Over low-medium heat, melt the sugar until fully dissolved.
Increase the heat to medium or medium-high, until the mixture is boiling consistently but controllably. DO NOT STIR IT since stirring will cause crystals to develop.
Continue boiling the sugar. You will see it transform from clear to pale yellow to amber. Keep a very close eye on it during this time, adjusting the heat as necessary. If you see any smoke, turn the heat down. If one side of the pot seems to be caramelizing more rapidly, slide the pot over rather than stirring.
Watch for the magical moment! You want to take the sugar to deep caramelization, just shy of burning. Look for a deep, rich amber color. It will smell like caramel, with the slightest bitter hint. As soon as you reach this point, turn the heat off.
Working very quickly, add the heavy cream and begin stirring. The caramel will bubble up aggressively, so make sure to use a spoon or spatula with a long handle. Add the rum and salt after the heavy cream, continuing to stir. Keep stirring until the bubbling subsides, which will take only a few minutes.

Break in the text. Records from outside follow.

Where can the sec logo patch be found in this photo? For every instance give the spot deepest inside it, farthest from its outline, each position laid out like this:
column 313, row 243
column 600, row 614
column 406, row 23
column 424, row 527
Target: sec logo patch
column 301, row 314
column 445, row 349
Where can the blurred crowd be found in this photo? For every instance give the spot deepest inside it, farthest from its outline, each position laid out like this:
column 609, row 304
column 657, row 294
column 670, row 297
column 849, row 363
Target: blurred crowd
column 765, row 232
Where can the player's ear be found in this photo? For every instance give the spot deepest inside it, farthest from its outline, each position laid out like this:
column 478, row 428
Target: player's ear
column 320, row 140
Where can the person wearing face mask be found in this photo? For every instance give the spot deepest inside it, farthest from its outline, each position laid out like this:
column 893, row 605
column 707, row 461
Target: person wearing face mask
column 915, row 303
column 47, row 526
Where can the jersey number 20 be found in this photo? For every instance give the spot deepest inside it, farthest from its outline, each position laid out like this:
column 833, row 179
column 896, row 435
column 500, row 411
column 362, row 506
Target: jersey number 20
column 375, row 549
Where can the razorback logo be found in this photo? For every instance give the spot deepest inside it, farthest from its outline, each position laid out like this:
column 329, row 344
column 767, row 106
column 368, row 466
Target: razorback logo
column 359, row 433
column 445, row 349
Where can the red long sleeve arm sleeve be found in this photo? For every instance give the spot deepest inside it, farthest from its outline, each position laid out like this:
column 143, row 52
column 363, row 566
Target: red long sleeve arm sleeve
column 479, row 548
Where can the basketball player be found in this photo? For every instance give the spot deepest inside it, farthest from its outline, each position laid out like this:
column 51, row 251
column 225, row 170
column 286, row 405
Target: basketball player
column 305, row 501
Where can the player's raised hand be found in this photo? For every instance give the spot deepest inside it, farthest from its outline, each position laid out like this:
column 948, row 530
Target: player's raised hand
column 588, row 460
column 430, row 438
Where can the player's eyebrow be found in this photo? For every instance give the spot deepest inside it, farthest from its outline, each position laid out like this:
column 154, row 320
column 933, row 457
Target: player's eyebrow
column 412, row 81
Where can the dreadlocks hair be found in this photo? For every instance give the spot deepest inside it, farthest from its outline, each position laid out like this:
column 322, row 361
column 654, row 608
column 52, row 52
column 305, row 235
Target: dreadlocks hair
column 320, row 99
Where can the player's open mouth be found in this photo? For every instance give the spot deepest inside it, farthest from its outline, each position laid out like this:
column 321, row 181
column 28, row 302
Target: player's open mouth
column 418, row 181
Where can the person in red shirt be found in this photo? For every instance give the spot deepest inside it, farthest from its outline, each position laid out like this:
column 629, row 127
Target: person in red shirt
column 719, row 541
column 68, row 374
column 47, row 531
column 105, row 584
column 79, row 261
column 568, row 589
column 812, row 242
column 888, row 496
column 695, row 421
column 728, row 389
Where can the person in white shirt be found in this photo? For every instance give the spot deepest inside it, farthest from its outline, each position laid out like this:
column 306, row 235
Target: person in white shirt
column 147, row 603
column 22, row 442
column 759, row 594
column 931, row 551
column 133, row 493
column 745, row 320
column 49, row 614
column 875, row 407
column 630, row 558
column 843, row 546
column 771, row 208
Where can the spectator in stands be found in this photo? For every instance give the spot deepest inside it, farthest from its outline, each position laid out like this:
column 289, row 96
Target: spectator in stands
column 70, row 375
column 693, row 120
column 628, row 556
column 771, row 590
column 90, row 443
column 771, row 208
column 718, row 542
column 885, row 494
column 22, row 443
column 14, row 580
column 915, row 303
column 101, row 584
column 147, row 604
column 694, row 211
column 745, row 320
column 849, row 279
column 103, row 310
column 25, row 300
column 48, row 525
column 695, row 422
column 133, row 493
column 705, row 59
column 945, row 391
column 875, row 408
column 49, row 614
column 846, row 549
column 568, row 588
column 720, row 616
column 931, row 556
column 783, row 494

Let the caramel cool until it is warm but not yet room temperature, then pour it into a glass jar.
Store the sealed caramel in the fridge for up to two weeks. When ready to use, reheat it uncapped in the microwave or by setting the jar in a pot full of simmering water.
Drizzle it over apple pie, pumpkin pie, baked apples, apple crisp, and all your other favorite fall desserts!